Zuweilen mögen die Zeitungen sogar am selben Strick gezogen haben. Der frühere FDPler Guy Jenny denkt, dass dies so gewesen sein mag, als bei den Altstätter Gemeinderatswahlen von 1975 Niklaus Rüegger gegen den amtierenden Gemeindammann Anton Stadler antrat und dann auch gewählt wurde. «Brennpunkt war denn auch vor allem Altstätten», stellt Paul Thür fest. Zuweilen habe es auch über Oberriet viel zu schreiben gegeben, wo plötzlich die FDP erstarkte – weniger als Ausdruck einer liberalen Bewegung, sondern als Opposition zur dominierenden CVP. Weil sich das Einzugsgebiet der «Volkszeitung» in jenen Jahren aber aufs Oberrheintal beschränkte, nahm man sie bereits in Balgach kaum mehr wahr, erinnert sich alt Gemeindepräsident und FDP-Regierungsrat Burkhard Vetsch. Dort war der «Rheintaler Volksfreund» die katholische Stimme, die dann in der «Ostschweiz» aufging.

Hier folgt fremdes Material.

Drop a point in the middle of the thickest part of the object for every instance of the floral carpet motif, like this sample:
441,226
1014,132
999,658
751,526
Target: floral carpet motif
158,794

Zwischen den Zeitungen lag lange Zeit nicht nur eine politische, sondern auch eine konfessionelle Demarkationslinie. Der «Rheintaler» war die Zeitung der Reformierten, die «Volkszeitung» jene der Katholiken. «Es wäre undenkbar gewesen, dass in der katholischen <Volkszeitung> etwas über den evangelischen Mütterverein steht», erinnert sich alt Lehrer und CVPler Selin Loher.

Dies ist schon seit einigen Jahren nicht mehr so. Sowohl in der «Volkszeitung» als auch im «Rheintaler» finden beide Konfessionen und alle Parteien eine Plattform. Auch die Fusion von rva und rdv hat einen versöhnlichen Charakter: Es schluckt nicht eines der Unternehmen das andere, sondern rdv und rva vereinigen sich in einer sogenannten Kombinationsfusion: Ihre neue Firma Rheintal Medien AG gründen sie gemeinsam.